A writing professor I know often uses time travel as a plot device. His novel about Abraham Lincoln involuntarily appearing in Chicago in the 1950s bring him to life in a unique way. More intriguing is the professor’s unpublished story imagining himself as an adult occupying his boyhood body and mind.

That’s a journey I would gladly take. I already go back in dreams. Why not make it real and less overwrought?

His story pops into my head while replaying my forty-year high school reunion. My greatest hope before the event last September in Florida was that I’d have meaningful conversations with people I care about as much now as I did forty years ago.  (Actually I care about them more because I hadn’t seen them for many years, and the older I get the more I appreciate friendships of youth.)

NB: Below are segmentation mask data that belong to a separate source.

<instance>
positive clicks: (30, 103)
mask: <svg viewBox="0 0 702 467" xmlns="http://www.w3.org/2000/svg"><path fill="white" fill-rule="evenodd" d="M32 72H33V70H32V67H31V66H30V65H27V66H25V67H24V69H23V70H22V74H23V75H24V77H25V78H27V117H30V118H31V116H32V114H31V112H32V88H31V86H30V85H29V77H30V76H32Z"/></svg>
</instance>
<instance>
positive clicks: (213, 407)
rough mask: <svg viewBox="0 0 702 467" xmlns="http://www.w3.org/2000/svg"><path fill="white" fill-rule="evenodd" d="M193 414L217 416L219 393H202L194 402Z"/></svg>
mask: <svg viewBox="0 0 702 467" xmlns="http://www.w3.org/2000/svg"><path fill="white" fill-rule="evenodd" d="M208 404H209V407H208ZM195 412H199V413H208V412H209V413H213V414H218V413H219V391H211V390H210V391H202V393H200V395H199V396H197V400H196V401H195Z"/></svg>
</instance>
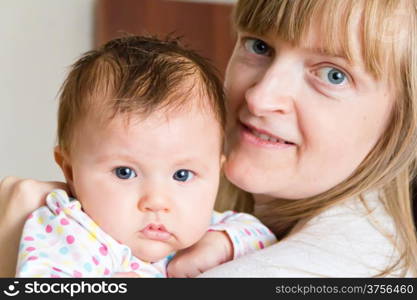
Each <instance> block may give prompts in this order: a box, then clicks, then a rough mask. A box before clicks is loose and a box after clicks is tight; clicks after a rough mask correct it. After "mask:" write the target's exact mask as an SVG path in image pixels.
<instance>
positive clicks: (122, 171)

By meaningful conversations I mean those that high school kids are incapable of because they lack maturity and experience. I was successful, mainly because we had much time together outside the scheduled reunion events. With one person it didn’t work out (I blame my penchant for easy distraction but will still make it happen).

From one conversation I continue to marvel at the self-perception a classmate had all those years ago at Winter Park High. Her disclosure of significant insecurities shocked me. She described a view of herself utterly different than mine. Back then she saw herself in a starkly negative light. But she had indisputable attributes: bright and beautiful and alluring, someone of intrigue and depth. Then again, do boys have any inkling of who girls really are?

Of course her intimate candor only bolstered my teenage assessment of her: I was right all along. Yet I was clueless.

And from a very close guy friend, I heard richly detailed accounts of his childhood before we met in junior high and of his adult life after we lost contact. The picture of him that I’d kept in my head for decades was fragmentary. Now it seems complete.

One disclosure about his love life makes me ache as I write, ache because I understand the emotional hell he went through and because I could have been available to commiserate. Others make me laugh, such as his attempt as a toddler to run away via Greyhound bus, a harbinger of the adventurous life he’s led. At odd times I wonder how he’ll make old age and wanderlust compatible.

What does all this add up to? That I missed a lot along the way.